Real Line - As A Topological Space

As A Topological Space

The real line carries a standard topology which can be introduced in two different, equivalent ways. First, since the real numbers are totally ordered, they carry an order topology. Second, the real numbers inherit a metric topology from the metric defined above. The order topology and metric topology on R are the same. As a topological space, the real line is homeomorphic to the open interval (0, 1).

The real line is trivially a topological manifold of dimension 1. Up to homeomorphism, it is one of only two different 1-manifolds without boundary, the other being the circle. It also has a standard differentiable structure on it, making it a differentiable manifold. (Up to diffeomorphism, there is only one differentiable structure that the topological space supports.)

The real line is locally compact and paracompact, as well as second-countable and normal. It is also path-connected, and is therefore connected as well, though it can be disconnected by removing any one point. The real line is also contractible, and as such all of its homotopy groups and reduced homology groups are zero.

As a locally compact space, the real line can be compactified in several different ways. The one-point compactification of R is a circle (namely the real projective line), and the extra point can be thought of as an unsigned infinity.
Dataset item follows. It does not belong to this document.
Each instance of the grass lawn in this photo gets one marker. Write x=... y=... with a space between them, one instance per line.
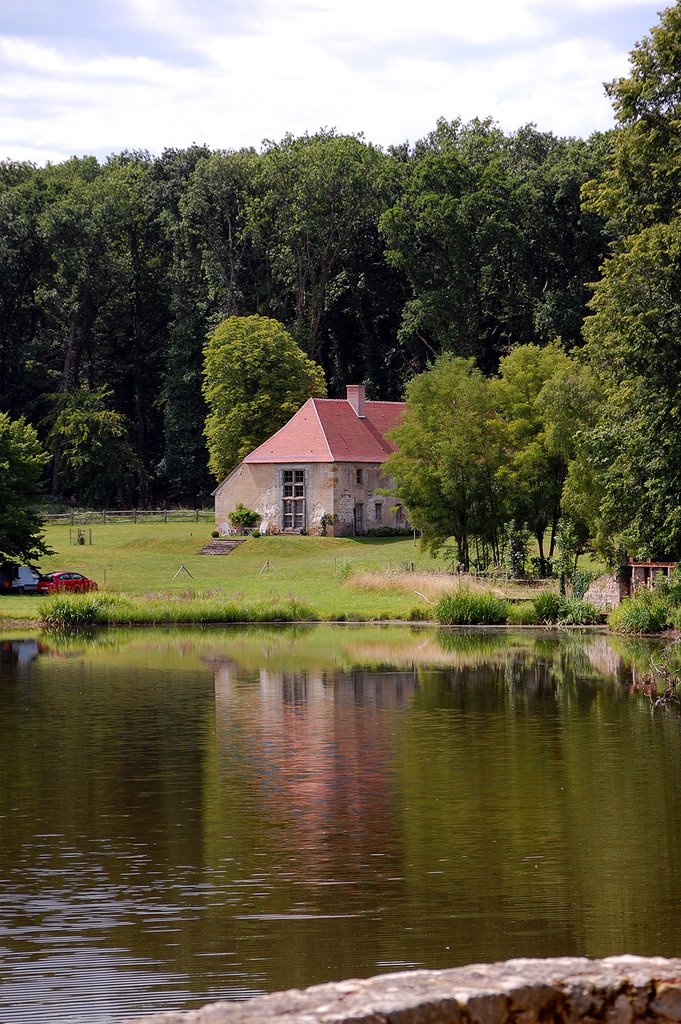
x=337 y=578
x=144 y=559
Alternatively, the real line has two ends, and the resulting end compactification is the extended real line . There is also the Stone–Čech compactification of the real line, which involves adding an infinite number of additional points.

In some contexts, it is helpful to place other topologies on the set of real numbers, such as the lower limit topology or the Zariski topology. For the real numbers, the latter is the same as the finite complement topology.